In this question, we will accomplish everything from Project 8, Question 3abc in just one query.

Join the People and Batting table by matching the playerID values in these two tables. Print only 1 row, corresponding to Rickey Henderson, displaying his playerID, nameFirst, nameLast, SUM(R), and SUM(SB) values.

He had 2295 runs scored altogether and 1406 stolen bases.

Deliverables
  • Print only 1 row, corresponding to Rickey Henderson, displaying his playerID, nameFirst, nameLast, SUM(R), and SUM(SB) values.

Question 4 (2 pts)

  1. As in Project 8, Question 4a, use the Batting table but now also JOIN the People table (by matching the playerID values), to find the top 5 players of all time, in terms of their total number of hits, in other words, according to SUM(H). For the top 5 players (in terms of the total number of hits), print their playerID, the SUM(H) (in other words, their total number of hits in their careers), and their nameFirst and nameLast values.

  2. Same question as 4b, but this time use home runs (according to SUM(HR)) instead of hits.

Deliverables
  • For the top 5 players (in terms of the total number of hits), print their playerID, the SUM(H) (in other words, their total number of hits in their careers), and their nameFirst and nameLast values.

  • For the top 5 players (in terms of the total number of home runs), print their playerID, the SUM(HR) (in other words, their total number of home runs in their careers), and their nameFirst and nameLast values.

Question 5 (2 pts)

Join the CollegePlaying and People tables on the playerID values. Print the DISTINCT(playerID) and nameFirst and nameLast values from the playerID table for each of the 15 distinct players that have schoolID = 'purdue' in the CollegePlaying table.

Deliverables
  • Print the DISTINCT(playerID) and nameFirst and nameLast values from the playerID table for each of the 15 distinct players that have schoolID = 'purdue' in the CollegePlaying table.

Submitting your Work

We hope that you enjoyed learning about databases this week! Please let us know if we can assist, as you are learning these new ideas!

Items to submit
  • firstname-lastname-project9.ipynb

You must double check your .ipynb after submitting it in gradescope. A very common mistake is to assume that your .ipynb file has been rendered properly and contains your code, comments (in markdown or with hashtags), and code output, even though it may not.

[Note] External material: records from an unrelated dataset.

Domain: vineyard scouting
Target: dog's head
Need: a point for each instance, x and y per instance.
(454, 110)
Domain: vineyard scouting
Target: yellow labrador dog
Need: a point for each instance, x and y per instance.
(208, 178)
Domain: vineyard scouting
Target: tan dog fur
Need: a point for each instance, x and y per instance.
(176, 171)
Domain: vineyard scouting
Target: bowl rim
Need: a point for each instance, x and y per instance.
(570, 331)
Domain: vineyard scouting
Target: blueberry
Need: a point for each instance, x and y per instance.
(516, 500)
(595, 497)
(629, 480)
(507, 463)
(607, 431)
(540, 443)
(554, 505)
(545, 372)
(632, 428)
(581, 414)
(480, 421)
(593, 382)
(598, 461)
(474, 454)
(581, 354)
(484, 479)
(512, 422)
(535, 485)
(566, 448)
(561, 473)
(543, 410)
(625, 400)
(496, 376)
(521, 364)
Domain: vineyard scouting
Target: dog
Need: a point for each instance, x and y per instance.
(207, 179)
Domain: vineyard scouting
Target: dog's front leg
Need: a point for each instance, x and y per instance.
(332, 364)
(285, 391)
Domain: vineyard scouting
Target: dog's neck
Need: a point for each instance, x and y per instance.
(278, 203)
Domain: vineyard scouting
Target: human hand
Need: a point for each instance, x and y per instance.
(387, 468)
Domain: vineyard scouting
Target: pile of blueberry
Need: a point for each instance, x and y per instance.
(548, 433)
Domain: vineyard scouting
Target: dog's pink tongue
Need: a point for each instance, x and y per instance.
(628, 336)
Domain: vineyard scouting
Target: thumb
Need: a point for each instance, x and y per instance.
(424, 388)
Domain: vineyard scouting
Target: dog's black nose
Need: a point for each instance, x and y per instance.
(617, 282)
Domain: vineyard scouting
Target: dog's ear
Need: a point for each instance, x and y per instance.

Please take the time to double check your work. See the instructions on how to double check your submission.

You will not receive full credit if your .ipynb file submitted in Gradescope does not show all of the information you expect it to, including the output for each question result (i.e., the results of running your code), and also comments about your work on each question. Please ask a TA if you need help with this. Please do not wait until Friday afternoon or evening to complete and submit your work.